Roma, 27 nov – Torna sulle pagine dei media nazionali il dibattito sugli edifici realizzati durante il Ventennio. Questa volta è la stessa Unione europea a riproporre il tema attraverso quello che è stato definito “il primo meeting europeo sul patrimonio dissonante”, il quale si terrà a Cesena nelle giornate del 30 novembre e 1 dicembre. L’obbiettivo annunciato di tale iniziativa sarà quello di “ripensare gli edifici costruiti in periodi storici difficili, portatori di valori controversi”, una definizione a priva vista senza alcun significato reale concreto e che trova terreno solamente grazie al furore ideologico tipico della cancel culture.
Un patrimonio dissonante dai tanto cari valori occidentali
La spiegazione del significato di patrimonio dissonante farebbe riferimento a tutti quegli oggetti patrimoniali “collegati ad eventi storici più o meno conosciuti e riconosciuti, in alcuni casi legati ad un passato comune complesso e controverso, da cui possono scaturire interpretazioni conflittuali o comunque in contrasto tra loro da parte di gruppi socioculturali diversi come, ad esempio, le architetture dei totalitarismi del ‘900”. Come primo processo alla storia da parte di questo evento internazionale, si è subito pensato alla famigerata architettura razionalista, simbolo dell’Italia negli anni Venti e Trenta del secolo scorso e che rientrerebbe in questa definizione.

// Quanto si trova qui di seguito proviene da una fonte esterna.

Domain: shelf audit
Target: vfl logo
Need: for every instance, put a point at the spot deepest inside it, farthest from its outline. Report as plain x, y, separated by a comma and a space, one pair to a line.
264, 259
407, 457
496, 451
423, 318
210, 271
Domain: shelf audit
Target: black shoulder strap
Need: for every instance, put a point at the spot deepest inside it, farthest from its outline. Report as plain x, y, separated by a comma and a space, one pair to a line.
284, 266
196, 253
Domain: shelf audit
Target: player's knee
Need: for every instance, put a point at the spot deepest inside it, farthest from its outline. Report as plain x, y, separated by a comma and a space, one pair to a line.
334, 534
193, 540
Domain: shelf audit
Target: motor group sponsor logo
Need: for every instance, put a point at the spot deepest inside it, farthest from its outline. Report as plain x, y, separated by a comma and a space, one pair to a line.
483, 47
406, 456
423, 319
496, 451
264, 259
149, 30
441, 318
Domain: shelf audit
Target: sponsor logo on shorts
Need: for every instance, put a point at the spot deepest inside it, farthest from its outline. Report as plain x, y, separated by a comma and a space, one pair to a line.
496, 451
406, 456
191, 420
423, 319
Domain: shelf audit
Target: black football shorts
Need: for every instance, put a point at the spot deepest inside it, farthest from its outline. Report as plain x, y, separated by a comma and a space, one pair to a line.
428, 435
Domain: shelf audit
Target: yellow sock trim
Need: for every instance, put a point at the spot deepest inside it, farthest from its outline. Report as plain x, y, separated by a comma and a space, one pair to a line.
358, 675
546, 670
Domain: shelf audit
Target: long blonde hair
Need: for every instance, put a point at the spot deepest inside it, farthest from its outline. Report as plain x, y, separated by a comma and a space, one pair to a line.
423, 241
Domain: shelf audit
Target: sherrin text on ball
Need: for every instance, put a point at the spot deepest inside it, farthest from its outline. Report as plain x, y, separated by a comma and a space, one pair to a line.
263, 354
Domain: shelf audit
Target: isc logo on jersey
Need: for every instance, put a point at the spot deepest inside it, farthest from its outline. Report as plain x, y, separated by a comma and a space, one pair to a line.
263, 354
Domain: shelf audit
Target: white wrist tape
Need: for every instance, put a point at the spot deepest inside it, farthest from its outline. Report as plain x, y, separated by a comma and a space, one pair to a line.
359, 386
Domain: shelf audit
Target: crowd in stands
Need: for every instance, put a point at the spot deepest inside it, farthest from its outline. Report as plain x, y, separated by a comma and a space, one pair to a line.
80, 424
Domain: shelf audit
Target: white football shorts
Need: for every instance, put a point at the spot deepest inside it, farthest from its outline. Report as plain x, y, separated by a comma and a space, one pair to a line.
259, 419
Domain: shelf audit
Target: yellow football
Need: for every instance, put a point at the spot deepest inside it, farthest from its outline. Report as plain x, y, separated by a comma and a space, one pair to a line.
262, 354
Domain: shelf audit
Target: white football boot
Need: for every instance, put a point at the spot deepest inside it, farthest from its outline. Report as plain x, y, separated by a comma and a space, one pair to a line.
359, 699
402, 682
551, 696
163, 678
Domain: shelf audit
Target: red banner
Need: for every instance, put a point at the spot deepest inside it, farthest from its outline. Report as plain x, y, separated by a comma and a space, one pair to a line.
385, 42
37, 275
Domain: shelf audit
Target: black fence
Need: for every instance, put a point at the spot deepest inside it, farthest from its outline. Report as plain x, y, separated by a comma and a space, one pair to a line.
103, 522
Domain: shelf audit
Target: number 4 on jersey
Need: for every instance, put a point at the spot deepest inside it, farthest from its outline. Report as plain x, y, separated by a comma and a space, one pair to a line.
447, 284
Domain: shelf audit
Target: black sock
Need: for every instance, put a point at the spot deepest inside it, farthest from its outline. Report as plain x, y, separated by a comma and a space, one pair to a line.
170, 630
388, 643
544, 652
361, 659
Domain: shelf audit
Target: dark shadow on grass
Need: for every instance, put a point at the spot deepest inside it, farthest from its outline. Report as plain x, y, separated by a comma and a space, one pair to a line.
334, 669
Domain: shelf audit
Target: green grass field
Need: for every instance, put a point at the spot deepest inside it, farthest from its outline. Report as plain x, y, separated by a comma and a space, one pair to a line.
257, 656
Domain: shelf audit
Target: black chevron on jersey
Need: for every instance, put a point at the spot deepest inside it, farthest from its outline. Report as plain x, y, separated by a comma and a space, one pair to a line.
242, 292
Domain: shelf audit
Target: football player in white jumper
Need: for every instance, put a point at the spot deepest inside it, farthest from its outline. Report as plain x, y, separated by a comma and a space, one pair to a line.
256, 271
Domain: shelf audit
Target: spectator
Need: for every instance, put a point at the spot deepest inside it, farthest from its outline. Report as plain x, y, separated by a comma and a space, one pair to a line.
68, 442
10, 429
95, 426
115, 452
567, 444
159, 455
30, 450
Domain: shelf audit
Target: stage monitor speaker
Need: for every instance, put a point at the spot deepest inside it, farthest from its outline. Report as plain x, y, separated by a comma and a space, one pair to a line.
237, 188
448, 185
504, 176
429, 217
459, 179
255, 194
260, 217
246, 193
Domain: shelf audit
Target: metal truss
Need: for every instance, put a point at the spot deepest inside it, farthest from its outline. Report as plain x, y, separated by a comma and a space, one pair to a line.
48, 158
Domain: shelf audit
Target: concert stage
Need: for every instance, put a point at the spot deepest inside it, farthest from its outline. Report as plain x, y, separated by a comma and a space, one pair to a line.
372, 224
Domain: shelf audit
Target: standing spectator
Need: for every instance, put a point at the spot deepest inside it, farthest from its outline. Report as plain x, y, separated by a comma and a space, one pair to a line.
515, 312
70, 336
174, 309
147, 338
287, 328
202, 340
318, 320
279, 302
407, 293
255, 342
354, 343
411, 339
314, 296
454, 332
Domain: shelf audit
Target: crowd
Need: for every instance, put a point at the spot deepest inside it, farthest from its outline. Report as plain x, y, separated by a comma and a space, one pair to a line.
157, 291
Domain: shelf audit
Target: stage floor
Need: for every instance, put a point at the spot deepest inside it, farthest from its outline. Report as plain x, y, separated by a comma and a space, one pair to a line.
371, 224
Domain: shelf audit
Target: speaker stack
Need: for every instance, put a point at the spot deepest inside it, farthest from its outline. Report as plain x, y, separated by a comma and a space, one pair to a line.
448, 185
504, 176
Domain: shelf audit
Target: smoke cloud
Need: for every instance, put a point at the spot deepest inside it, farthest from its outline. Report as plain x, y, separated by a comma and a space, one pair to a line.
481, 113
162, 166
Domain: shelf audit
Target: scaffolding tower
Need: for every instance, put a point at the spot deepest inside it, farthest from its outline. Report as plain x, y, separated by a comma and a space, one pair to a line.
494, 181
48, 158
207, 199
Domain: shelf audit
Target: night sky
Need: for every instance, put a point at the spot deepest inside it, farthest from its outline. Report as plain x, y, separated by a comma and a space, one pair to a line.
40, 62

Follia del revisionismo e della cancellazione
Già qualche anno fa il New Yorker, periodico statunitense della Grande Mela, aveva denunciato la persistenza nel nostro Paese di numerosi edifici appartenenti al Ventennio, domandandosi come fosse stato possibile. La continua tendenza dei vertici Ue a promuovere progetti animati dalla volontà di distruggere la storia ed uniformare il futuro non può trovare spazio attraverso le risorse pubbliche. Il tentativo di revisionismo ai danni dei capolavori del razionalismo italiano deve subire un netto rifiuto.